Prime Ministers and Scholz discuss asylum policy

Status: 20.06.2024 02:31 a.m.

The topic of asylum is to be the focus of today’s conference of prime ministers, which Chancellor Scholz will also attend. Specifically, the topic could be possible asylum procedures in third countries. However, experts see high hurdles.

How can we curb irregular migration? This will once again be the big topic when the state premiers sit down with Chancellor Olaf Scholz. They will also discuss the question: Can asylum procedures be outsourced outside the EU, to third countries?

This is what politicians from the CDU and CSU are demanding. Bavaria’s Interior Minister Joachim Herrmann is demanding that “opportunities be created to allow a preliminary review of refugee applications outside Germany, outside the EU.”

Experts see high hurdles for asylum procedures

The Federal Ministry of the Interior will present a report at the conference on whether and how this will work. It is available to the ARD-Capital Studio. The conclusion of the experts: Legally, such asylum procedures are possible, but there are high hurdles and many practical questions and problems.

It would have to be ensured that the procedures abroad are carried out in accordance with the law. In addition, the costs of outsourced procedures are potentially very high and the benefits are questionable: will it deter other refugees? The federal government did not want to say in advance what its position on asylum procedures in third countries would be.

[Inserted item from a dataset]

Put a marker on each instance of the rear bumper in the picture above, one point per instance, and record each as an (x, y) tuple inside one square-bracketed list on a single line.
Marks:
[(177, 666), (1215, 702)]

SPD politician Andy Grote, Hamburg’s Interior Senator, is skeptical. The EU has just agreed on a comprehensive asylum reform that provides for asylum procedures in camps at the external borders. “And that will cost us a lot of energy, a lot of resources, a lot of effort,” he says. “That is the European path that we have decided on together. And I would be very reluctant to immediately open up an alternative path again.”

The Greens oppose asylum procedures in third countries. The FDP, on the other hand, is in favor of it.

Debate on how to deal with Serious offenders

Another demand is also likely to be discussed at the meeting of the state premiers: deporting serious criminals who are required to leave the country to Afghanistan or Syria. Chancellor Scholz recently spoke out in favor of this. There are also many statements of agreement among the state premiers.

Manuela Schwesig, SPD, from Mecklenburg-Western Pomerania demands that “those who come to us and actually seek protection, but from whom we have to protect ourselves because they are criminals, cannot stay.”

Federal Economics Minister Robert Habeck of the Greens agrees: “Murderers, terrorists and dangerous people cannot rely on the protection of the country they actually want to destroy – and whose order they trample underfoot.”

Ministry wants deportations via detour

In practice, this is not possible at the moment, because Germany does not speak or work with the Taliban in Afghanistan or the Assad regime in Syria. However, the Interior Ministry is currently negotiating confidentially with neighboring countries and wants to enable deportations via this detour.

How quickly this will happen is completely unclear. As is often the case, measures against irregular migration are complex and success takes time. The conference of state premiers will therefore also be about the right to interpret how much has been achieved in the past few months. The Chancellor says: a lot. The CDU-led states say: far too little and everything is taking too long.